Frequently Asked Questions

How do I use this driver as a drop-in replacement for cassandra-driver-core when it is a dependency of another project?

It is not uncommon for users to use libraries that depend on DataStax Java Driver for Apache Cassandra®. Such libraries include spring-data-cassandra, phantom, and quill among others.

Since the Java driver for DataStax Enterprise is a drop-in replacement, you can declare it explicitly with your dependency management tool while excluding cassandra-driver-core as a dependency for the library you are using which currently depends on it.

Ensure that the version of Java Driver for Apache Cassandra depended on by the third-party library is compatible with your target DataStax Enterprise Driver version. Use the following table to identify the compatible versions:

Cassandra driver version DSE driver version
3.1.x 1.1.x
3.2.x 1.2.x
3.3.x 1.3.x

To accomplish this with maven using spring-data-cassandra as an example, you may do the following:

<dependencies>
   <dependency>
       <groupId>org.springframework.data</groupId>
       <artifactId>spring-data-cassandra</artifactId>
       <exclusions>
           <exclusion>
               <groupId>com.datastax.cassandra</groupId>
               <artifactId>cassandra-driver-core</artifactId>
           </exclusion>
       </exclusions>
   </dependency>

   <dependency>
       <groupId>com.datastax.dse</groupId>
       <artifactId>dse-java-driver-core</artifactId>
   </dependency>
</dependencies>

Alternatively, using gradle:

dependencies {
  compile ('org.springframework.data:spring-data-cassandra:$springDataVersion') {
    exclude group: 'com.datastax.cassandra', module: 'cassandra-driver-core'
  }
  compile 'com.datastax.dse:dse-java-driver-core:$dseDriverVersion'
}

Note that depending on how these libraries integrate with the driver, certain DSE specific features may not be directly available.

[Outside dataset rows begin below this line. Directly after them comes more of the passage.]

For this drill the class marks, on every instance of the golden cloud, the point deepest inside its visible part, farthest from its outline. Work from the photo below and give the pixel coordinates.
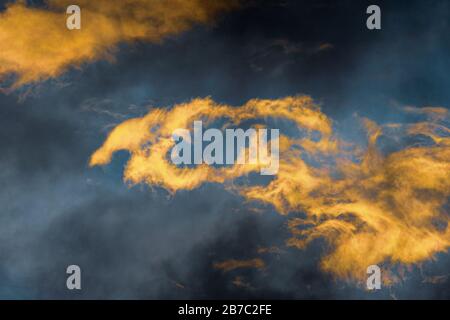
(371, 207)
(36, 45)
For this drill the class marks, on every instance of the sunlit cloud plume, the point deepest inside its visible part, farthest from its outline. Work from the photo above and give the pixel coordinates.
(36, 45)
(370, 206)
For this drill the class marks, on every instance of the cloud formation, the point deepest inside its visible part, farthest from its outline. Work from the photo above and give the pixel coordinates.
(371, 207)
(36, 45)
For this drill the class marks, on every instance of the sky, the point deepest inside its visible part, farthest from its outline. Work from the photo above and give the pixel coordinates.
(63, 93)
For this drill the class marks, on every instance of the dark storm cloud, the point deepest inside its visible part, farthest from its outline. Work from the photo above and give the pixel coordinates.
(138, 243)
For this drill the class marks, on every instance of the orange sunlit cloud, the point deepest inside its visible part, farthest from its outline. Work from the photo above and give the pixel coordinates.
(372, 208)
(39, 46)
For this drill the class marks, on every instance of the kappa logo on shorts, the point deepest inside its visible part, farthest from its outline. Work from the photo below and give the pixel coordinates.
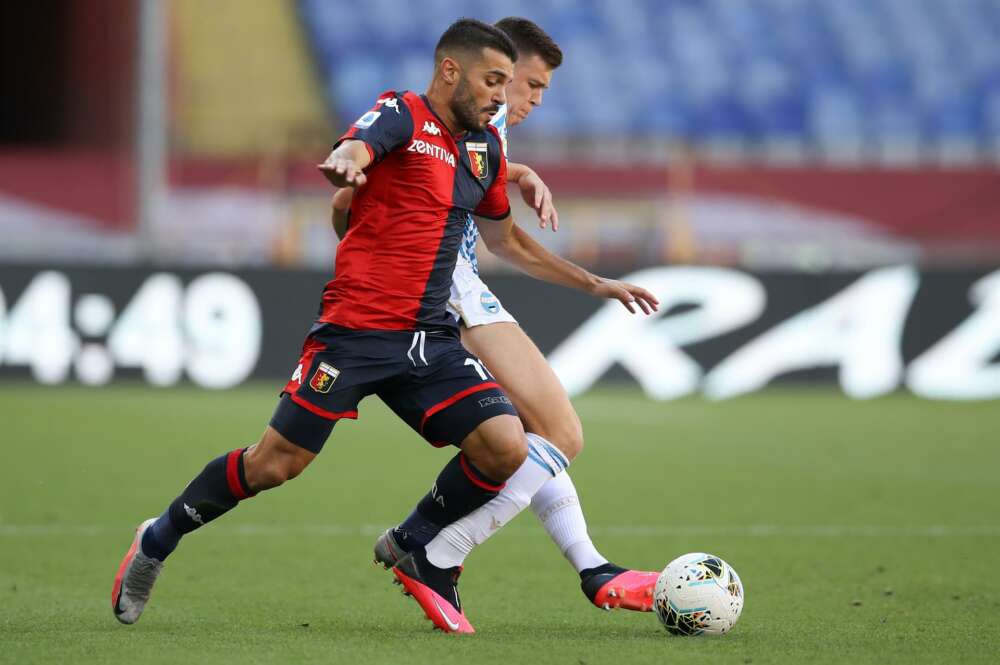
(495, 399)
(323, 378)
(489, 302)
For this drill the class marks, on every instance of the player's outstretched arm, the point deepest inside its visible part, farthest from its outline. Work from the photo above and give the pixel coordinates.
(345, 165)
(513, 244)
(341, 206)
(535, 193)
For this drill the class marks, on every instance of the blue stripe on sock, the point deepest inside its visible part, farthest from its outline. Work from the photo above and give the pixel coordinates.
(557, 456)
(537, 459)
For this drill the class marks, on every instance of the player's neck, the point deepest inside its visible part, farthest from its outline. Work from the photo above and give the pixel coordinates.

How do I implement paging?

When using native protocol version 2 or higher, the driver automatically pages large result sets under the hood. You can also save the paging state to resume iteration later. See this page for more information.

Native protocol v1 does not support paging, but you can emulate it in CQL with LIMIT and the token() function. See this conversation on the mailing list.

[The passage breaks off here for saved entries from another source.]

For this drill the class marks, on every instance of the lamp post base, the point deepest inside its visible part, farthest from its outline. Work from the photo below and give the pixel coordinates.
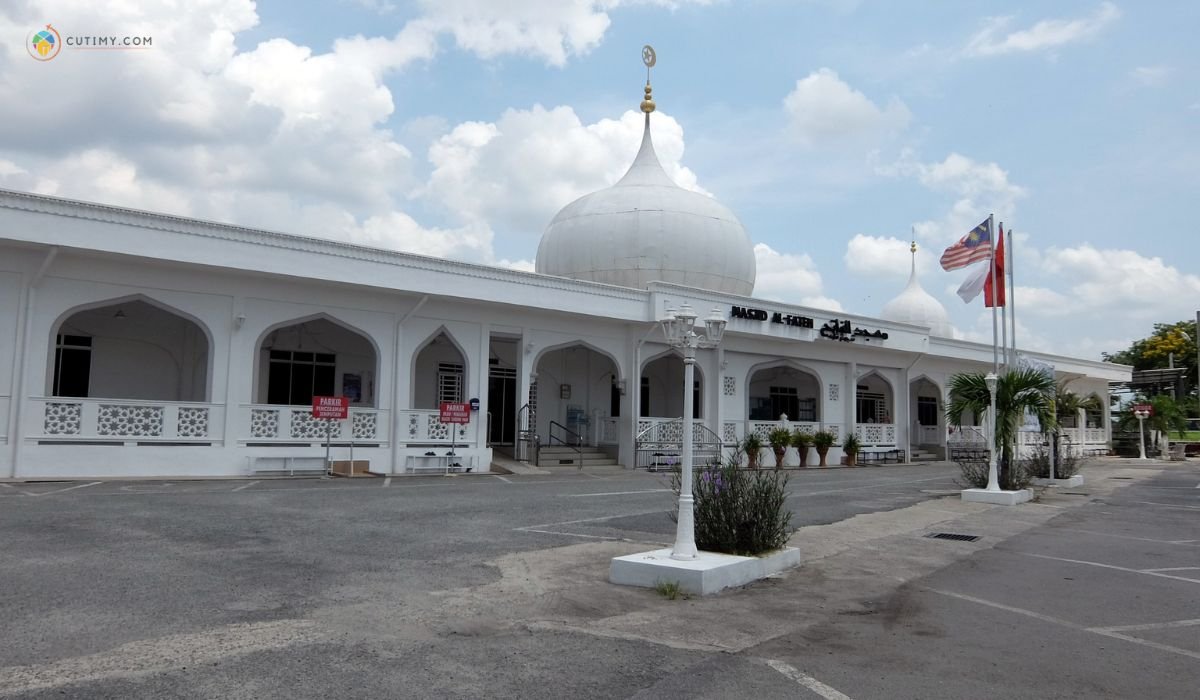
(997, 497)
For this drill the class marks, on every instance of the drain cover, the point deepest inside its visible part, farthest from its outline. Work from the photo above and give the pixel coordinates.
(953, 536)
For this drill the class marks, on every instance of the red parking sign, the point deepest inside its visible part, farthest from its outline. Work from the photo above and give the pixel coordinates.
(455, 413)
(335, 407)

Can I check if a conditional statement (lightweight transaction) was successful?

When executing a conditional statement, the ResultSet will contain a single Row with a column named “applied” of type boolean. This tells whether the conditional statement was successful or not.

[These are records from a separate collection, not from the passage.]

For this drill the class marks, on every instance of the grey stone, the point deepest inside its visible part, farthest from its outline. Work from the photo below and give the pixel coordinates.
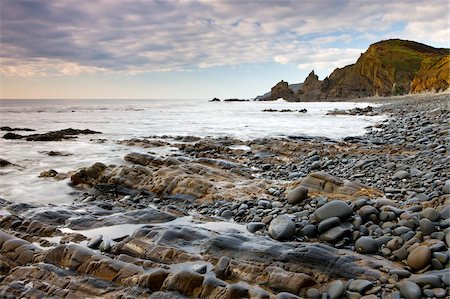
(297, 195)
(446, 187)
(431, 214)
(328, 224)
(360, 285)
(400, 175)
(410, 290)
(335, 208)
(255, 226)
(336, 289)
(334, 234)
(282, 228)
(427, 227)
(367, 245)
(95, 242)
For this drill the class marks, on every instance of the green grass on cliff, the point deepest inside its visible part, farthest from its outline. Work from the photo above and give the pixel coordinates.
(404, 56)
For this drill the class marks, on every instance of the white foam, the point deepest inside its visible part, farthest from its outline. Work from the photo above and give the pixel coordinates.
(119, 120)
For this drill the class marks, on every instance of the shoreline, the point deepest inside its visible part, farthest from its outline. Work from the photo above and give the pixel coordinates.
(377, 204)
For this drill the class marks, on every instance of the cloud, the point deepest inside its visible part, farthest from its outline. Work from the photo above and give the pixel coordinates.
(59, 38)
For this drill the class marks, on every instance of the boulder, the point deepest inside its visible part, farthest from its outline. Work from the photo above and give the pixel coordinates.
(282, 228)
(335, 208)
(297, 195)
(333, 187)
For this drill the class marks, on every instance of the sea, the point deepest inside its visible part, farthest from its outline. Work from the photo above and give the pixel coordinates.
(124, 119)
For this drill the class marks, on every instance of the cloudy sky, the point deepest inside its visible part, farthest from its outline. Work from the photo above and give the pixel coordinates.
(194, 49)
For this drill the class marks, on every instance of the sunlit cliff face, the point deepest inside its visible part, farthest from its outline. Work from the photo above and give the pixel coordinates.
(144, 47)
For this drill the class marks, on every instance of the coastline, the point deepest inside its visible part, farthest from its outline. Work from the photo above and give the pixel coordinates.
(387, 227)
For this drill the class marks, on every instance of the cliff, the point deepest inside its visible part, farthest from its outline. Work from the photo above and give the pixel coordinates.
(390, 67)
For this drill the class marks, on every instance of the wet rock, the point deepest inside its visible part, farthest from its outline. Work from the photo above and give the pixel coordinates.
(410, 290)
(446, 188)
(360, 285)
(326, 183)
(52, 136)
(335, 234)
(419, 258)
(48, 173)
(367, 245)
(336, 289)
(427, 227)
(222, 265)
(335, 208)
(313, 293)
(185, 282)
(328, 224)
(255, 226)
(95, 242)
(282, 280)
(282, 228)
(431, 214)
(400, 175)
(297, 195)
(4, 163)
(88, 175)
(310, 231)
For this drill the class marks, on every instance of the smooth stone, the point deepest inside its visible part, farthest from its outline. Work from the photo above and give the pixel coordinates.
(393, 295)
(400, 273)
(427, 227)
(104, 246)
(446, 188)
(282, 228)
(366, 211)
(200, 269)
(410, 290)
(255, 226)
(313, 293)
(360, 285)
(446, 279)
(95, 242)
(335, 208)
(336, 289)
(334, 234)
(222, 265)
(438, 292)
(328, 224)
(419, 258)
(227, 214)
(297, 195)
(431, 214)
(367, 245)
(400, 175)
(310, 231)
(427, 279)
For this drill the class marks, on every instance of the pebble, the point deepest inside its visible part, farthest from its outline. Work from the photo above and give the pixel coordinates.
(282, 228)
(297, 195)
(366, 245)
(410, 290)
(360, 285)
(336, 289)
(335, 208)
(419, 258)
(95, 242)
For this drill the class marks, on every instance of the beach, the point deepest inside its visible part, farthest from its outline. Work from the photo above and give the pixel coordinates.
(358, 208)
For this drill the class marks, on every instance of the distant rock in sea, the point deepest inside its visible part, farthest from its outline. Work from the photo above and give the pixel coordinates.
(387, 68)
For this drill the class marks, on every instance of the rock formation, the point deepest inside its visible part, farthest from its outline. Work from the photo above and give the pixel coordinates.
(387, 68)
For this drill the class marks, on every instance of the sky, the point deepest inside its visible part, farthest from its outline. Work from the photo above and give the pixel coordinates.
(119, 49)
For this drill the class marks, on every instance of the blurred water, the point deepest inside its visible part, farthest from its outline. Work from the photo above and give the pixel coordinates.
(124, 119)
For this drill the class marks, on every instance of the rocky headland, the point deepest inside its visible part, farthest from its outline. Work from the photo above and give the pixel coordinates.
(387, 68)
(296, 217)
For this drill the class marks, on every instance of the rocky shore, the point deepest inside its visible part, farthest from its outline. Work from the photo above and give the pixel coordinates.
(297, 217)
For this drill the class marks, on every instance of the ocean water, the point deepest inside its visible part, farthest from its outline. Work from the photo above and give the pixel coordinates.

The driver provides a convenience method wasApplied to check this on the result set directly:

ResultSet rset = session.execute(conditionalStatement);
rset.wasApplied();

You may also inspect the value yourself:

ResultSet rset = session.execute(conditionalStatement);
Row row = rset.one();
row.getBool(0);       // this is equivalent row.getBool("applied")

Note that, unlike manual inspection, wasApplied does not consume the first row.

What is a parameterized statement and how can I use it?

Starting with Cassandra 2.0, normal statements (that is non-prepared statements) do not need to concatenate parameter values inside a query string. Instead you can use ? markers and provide the values separately:

session.execute( "INSERT INTO contacts (email, firstname, lastname)
      VALUES (?, ?, ?)", "clint.barton@hawkeye.com", "Barney", "Barton");

See Simple statements for more information.

Does a parameterized statement escape parameters?

A parameterized statement sends the values of parameters separate from the query (similar to the way a prepared statement does) as bytes so there is no need to escape parameters.

What’s the difference between a parameterized statement and a Prepared statement?

The only similarity between a parameterized statement and a prepared statement is in the way that the parameters are sent. The difference is that a prepared statement:

  • is already known on the cluster side (it has been compiled and there is an execution plan available for it) which leads to better performance
  • sends only the statement id and its parameters (thus reducing the amount of data sent to the cluster)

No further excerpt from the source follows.